Consensus looks for the U.S. trade deficit to have risen to $92bn as imports into a stimulus-pumped U.S. economy likely surged faster than exports in what would be a supportive development for other economies as well as, some say, an argument for a weaker Dollar.

However, one other potential and likely significant influence on the Dollar over the coming days or weeks could be developments in Chinese Renminbi exchange rates.

"Any signs of independent Renminbi strength could lend weight to the notion that the PBOC wants a stronger currency to insulate against imported commodity price rises. This would be bearish for the dollar in our opinion," says Chris Turner, global head of markets and regional head of research at ING.

China made headlines over the weekend when, among other things, Vice President Liu Guoqiang of the Peoples’ Bank of China (PBoC) said; “The People's Bank of China has perfected a managed floating exchange rate system based on market supply and demand and adjusted with reference to a basket of currencies. This system is suitable for China's exchange rate system arrangements at present and for a period of time in the future.”

ING RMB correlations

Above: ING Group graph showing various currencies’ correlations with the Renminbi.

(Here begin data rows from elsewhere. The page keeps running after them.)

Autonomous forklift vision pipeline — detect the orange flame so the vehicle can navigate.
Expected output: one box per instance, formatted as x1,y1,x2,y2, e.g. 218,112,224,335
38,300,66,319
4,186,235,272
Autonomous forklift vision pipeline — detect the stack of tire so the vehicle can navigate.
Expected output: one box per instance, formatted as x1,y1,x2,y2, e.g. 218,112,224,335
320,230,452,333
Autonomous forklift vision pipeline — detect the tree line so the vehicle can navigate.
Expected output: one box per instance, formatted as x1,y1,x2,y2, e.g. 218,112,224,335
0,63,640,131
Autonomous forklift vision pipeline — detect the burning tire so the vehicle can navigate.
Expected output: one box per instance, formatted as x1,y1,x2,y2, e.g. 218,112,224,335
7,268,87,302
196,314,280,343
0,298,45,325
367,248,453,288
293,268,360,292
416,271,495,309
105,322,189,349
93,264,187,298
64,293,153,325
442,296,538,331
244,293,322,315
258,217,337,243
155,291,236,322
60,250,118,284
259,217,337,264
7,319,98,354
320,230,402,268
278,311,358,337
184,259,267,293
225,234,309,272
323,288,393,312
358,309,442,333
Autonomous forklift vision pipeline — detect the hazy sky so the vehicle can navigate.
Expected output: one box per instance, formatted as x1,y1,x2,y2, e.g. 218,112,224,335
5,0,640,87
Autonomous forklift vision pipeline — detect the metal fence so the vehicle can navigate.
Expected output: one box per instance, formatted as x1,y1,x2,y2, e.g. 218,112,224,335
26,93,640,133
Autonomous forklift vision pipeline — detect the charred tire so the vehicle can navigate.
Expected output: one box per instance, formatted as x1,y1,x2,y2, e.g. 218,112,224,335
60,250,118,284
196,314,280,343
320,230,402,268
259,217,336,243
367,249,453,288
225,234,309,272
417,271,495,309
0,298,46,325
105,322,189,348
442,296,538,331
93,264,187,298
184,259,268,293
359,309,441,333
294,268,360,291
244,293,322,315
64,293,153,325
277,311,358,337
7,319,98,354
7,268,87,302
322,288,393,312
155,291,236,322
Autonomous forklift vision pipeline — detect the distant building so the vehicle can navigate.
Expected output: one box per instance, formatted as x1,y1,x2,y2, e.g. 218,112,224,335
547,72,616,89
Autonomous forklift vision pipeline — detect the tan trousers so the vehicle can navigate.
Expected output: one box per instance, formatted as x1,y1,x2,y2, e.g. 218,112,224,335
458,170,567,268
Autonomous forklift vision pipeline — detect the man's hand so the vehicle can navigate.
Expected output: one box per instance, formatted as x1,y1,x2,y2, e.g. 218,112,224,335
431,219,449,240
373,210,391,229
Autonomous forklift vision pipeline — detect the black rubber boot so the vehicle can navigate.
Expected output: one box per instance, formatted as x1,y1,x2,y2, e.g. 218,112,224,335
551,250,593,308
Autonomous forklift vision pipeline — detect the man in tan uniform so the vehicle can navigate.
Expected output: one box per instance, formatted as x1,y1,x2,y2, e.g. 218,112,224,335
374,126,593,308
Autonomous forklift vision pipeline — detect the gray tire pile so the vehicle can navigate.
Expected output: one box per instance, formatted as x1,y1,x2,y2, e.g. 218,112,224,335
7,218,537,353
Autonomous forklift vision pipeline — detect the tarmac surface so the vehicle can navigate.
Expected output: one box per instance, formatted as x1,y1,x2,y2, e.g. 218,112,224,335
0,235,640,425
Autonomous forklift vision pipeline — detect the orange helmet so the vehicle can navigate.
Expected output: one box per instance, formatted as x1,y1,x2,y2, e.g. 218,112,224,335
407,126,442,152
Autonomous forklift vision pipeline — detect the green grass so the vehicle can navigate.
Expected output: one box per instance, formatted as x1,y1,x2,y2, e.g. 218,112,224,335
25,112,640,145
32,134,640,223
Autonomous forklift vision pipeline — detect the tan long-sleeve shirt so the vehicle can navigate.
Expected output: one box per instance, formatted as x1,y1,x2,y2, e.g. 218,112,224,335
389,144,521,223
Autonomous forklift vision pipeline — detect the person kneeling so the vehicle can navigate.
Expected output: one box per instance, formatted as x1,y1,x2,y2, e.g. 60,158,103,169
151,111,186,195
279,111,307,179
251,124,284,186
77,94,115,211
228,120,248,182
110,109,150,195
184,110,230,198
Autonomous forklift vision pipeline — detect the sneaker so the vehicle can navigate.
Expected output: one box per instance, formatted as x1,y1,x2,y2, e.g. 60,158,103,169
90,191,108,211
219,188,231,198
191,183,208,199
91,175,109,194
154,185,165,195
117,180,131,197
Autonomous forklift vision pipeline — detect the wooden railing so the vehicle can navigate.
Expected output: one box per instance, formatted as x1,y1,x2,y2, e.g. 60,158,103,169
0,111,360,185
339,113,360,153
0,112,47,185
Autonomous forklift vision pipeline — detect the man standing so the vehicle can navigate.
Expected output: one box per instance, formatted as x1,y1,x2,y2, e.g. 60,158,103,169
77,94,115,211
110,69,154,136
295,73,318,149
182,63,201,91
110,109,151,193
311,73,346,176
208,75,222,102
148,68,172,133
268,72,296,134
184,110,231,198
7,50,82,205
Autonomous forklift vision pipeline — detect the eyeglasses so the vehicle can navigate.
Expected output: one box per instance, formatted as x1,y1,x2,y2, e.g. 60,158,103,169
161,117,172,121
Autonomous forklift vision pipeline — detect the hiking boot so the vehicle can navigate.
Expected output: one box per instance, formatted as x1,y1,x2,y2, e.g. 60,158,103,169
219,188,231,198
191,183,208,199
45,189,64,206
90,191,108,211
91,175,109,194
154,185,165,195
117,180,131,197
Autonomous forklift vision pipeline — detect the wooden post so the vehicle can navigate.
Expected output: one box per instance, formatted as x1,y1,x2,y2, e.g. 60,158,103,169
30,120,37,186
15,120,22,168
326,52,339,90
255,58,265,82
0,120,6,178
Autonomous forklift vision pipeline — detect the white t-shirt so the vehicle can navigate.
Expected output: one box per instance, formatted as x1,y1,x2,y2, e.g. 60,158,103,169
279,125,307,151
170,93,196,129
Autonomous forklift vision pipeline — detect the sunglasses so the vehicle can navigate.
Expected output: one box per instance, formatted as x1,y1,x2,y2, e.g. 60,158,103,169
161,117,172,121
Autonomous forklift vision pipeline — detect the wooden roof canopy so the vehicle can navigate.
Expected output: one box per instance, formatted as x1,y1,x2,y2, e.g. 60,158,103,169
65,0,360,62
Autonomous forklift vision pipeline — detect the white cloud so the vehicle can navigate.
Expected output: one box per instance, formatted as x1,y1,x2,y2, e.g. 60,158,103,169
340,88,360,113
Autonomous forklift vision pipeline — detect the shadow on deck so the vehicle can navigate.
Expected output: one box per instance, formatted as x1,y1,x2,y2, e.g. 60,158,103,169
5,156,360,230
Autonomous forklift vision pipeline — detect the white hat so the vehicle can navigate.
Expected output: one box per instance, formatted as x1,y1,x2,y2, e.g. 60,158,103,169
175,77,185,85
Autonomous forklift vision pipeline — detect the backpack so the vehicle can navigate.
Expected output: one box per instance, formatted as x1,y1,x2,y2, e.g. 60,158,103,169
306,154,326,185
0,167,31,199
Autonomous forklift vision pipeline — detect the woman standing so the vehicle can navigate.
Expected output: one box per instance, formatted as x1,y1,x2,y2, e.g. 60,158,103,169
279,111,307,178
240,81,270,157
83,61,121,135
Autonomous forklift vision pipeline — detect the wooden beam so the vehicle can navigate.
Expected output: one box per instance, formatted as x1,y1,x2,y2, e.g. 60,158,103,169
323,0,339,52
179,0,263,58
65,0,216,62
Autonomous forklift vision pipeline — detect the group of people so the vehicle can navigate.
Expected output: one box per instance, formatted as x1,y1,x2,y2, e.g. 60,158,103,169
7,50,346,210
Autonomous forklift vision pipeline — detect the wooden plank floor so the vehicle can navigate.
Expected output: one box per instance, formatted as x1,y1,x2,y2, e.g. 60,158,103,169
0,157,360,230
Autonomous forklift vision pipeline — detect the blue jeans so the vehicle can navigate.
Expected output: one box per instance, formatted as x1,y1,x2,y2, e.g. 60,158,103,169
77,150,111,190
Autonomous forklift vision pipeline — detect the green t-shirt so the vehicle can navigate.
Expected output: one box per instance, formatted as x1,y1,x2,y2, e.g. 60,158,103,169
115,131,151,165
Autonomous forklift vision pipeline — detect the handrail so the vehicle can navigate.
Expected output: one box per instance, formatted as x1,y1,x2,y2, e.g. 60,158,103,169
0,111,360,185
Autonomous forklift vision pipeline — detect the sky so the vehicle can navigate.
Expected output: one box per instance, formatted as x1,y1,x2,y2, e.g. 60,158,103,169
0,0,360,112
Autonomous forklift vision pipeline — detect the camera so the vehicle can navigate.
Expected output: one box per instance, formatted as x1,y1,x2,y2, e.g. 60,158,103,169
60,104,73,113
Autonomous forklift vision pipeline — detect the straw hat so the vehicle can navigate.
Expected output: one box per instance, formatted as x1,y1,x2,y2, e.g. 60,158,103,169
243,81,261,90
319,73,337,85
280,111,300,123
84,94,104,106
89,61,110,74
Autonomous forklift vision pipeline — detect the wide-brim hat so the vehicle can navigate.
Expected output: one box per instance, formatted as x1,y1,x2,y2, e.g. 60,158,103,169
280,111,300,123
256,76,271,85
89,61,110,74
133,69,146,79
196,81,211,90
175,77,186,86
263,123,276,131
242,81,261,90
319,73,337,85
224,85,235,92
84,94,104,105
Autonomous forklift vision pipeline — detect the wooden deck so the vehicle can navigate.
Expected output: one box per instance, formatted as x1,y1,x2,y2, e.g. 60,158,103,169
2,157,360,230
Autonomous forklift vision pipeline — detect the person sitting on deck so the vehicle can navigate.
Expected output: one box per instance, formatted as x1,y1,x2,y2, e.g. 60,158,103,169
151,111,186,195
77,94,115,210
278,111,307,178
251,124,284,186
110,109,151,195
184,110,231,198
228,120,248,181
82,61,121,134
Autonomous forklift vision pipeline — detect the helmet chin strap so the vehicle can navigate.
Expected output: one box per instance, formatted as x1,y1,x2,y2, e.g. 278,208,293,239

Vice President Guoqiang was responding to questions about the bank’s stance in relation to China’s managed exchange rate regime, questions which may have been prompted by the recent release of the transcript from an April speech given by Zhou Chengjun, director of the PBOC Finance Research Institute in which Chengjun said that “China’s central bank has to let go of exchange-rate goals in the end.” 

This is not the same subject as the one taken up by Lu Jinzhong, head of research at the Shanghai branch of the PBoC, in one of the bank’s magazines last Friday.

Jinzhong suggested the PBoC “appropriately appreciate the RMB” via the USD/CNH exchange rate in order to offset rising Dollar-denominated commodity prices that have raised production costs and squeezed margins for companies, which could have broad and uplifting implications for other currencies.

Many currencies correlate positively with the Renminbi and some of them increasingly so in recent months, as can be seen in the above graph, and this means among other things that some of them at least could be likely to mimic any rally seen in the main Chinese exchange rate.

It’s not clear if the PBoC would take up the proposal, although any decision to do so would inevitably involve steep gains for the Renminbi against the Dollar and so would potentially be an upside risk for the Pound, Euro and any other currencies which tend to follow the Renminbi.

“Let’s see whether USD/CNY can break under the 6.40/41 area over coming weeks (we do in general like a soft dollar environment this summer) and in general, broad trends in USD/Asia – particularly in USD/CNY – do tend to support the overall USD trend,” ING’s Turner says.

EUR CNH USD and GBP

Above: GBP/USD shown alongside CNH/USD (green), EUR/USD (blue) and USD/CNH (red).